[Devel] [PATCH v12 09/18] vmscan: shrink slab on memcg pressure

Wed Dec 4 21:01:18 PST 2013

On Wed, Dec 04, 2013 at 10:31:32AM +0400, Vladimir Davydov wrote:
> On 12/04/2013 08:51 AM, Dave Chinner wrote:
> > On Tue, Dec 03, 2013 at 04:15:57PM +0400, Vladimir Davydov wrote:
> >> On 12/03/2013 02:48 PM, Dave Chinner wrote:
> >>>> @@ -236,11 +236,17 @@ shrink_slab_node(struct shrink_control *shrinkctl, struct shrinker *shrinker,
> >>>>  		return 0;
> >>>>  
> >>>>  	/*
> >>>> -	 * copy the current shrinker scan count into a local variable
> >>>> -	 * and zero it so that other concurrent shrinker invocations
> >>>> -	 * don't also do this scanning work.
> >>>> +	 * Do not touch global counter of deferred objects on memcg pressure to
> >>>> +	 * avoid isolation issues. Ideally the counter should be per-memcg.
> >>>>  	 */
> >>>> -	nr = atomic_long_xchg(&shrinker->nr_deferred[nid], 0);
> >>>> +	if (!shrinkctl->target_mem_cgroup) {
> >>>> +		/*
> >>>> +		 * copy the current shrinker scan count into a local variable
> >>>> +		 * and zero it so that other concurrent shrinker invocations
> >>>> +		 * don't also do this scanning work.
> >>>> +		 */
> >>>> +		nr = atomic_long_xchg(&shrinker->nr_deferred[nid], 0);
> >>>> +	}
> >>> That's ugly.
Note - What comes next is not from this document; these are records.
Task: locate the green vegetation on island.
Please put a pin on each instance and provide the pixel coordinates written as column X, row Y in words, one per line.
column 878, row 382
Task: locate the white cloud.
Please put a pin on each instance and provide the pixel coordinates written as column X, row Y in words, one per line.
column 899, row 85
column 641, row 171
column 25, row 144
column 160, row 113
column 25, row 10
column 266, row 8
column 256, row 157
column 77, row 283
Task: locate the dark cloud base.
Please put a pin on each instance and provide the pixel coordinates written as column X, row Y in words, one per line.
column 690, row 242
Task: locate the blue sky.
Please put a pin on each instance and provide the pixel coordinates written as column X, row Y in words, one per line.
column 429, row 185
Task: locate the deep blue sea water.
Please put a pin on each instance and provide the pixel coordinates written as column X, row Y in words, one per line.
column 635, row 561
Effectively it means that memcg reclaim is going to be
> >>> completely ineffective when large numbers of allocations and hence
> >>> reclaim attempts are done under GFP_NOFS context.
> >>>
> >>> The only thing that keeps filesystem caches in balance when there is
> >>> lots of filesystem work going on (i.e. lots of GFP_NOFS allocations)
> >>> is the deferal of reclaim work to a context that can do something
> >>> about it.
> >> Imagine the situation: a memcg issues a GFP_NOFS allocation and goes to
> >> shrink_slab() where it defers them to the global counter; then another
> >> memcg issues a GFP_KERNEL allocation, also goes to shrink_slab() where
> >> it sees a huge number of deferred objects and starts shrinking them,
> >> which is not good IMHO.
> > That's exactly what the deferred mechanism is for - we know we have
> > to do the work, but we can't do it right now so let someone else do
> > it who can.
> >
> > In most cases, deferral is handled by kswapd, because when a
> > filesystem workload is causing memory pressure then most allocations
> > are done in GFP_NOFS conditions. Hence the only memory reclaim that
> > can make progress here is kswapd.
> >
> > Right now, you aren't deferring any of this memory pressure to some
> > other agent, so it just does not get done. That's a massive problem
> > - it's a design flaw - and instead I see lots of crazy hacks being
> > added to do stuff that should simply be deferred to kswapd like is
> > done for global memory pressure.
> >
> > Hell, kswapd shoul dbe allowed to walk memcg LRU lists and trim
> > them, just like it does for the global lists. We only need a single
> > "deferred work" counter per node for that - just let kswapd
> > proportion the deferred work over the per-node LRU and the
> > memcgs....
> 
> Seems I misunderstand :-(
> 
> Let me try. You mean we have the only nr_deferred counter per-node, and
> kswapd scans
> 
> nr_deferred*memcg_kmem_size/total_kmem_size
> 
> objects in each memcg, right?
> 
> Then if there were a lot of objects deferred on memcg (not global)
> pressure due to a memcg issuing a lot of GFP_NOFS allocations, kswapd
> will reclaim objects from all, even unlimited, memcgs. This looks like
> an isolation issue :-/

Which, when you are running out of memory, is a much less of an
issue than not being able to make progress reclaiming memory.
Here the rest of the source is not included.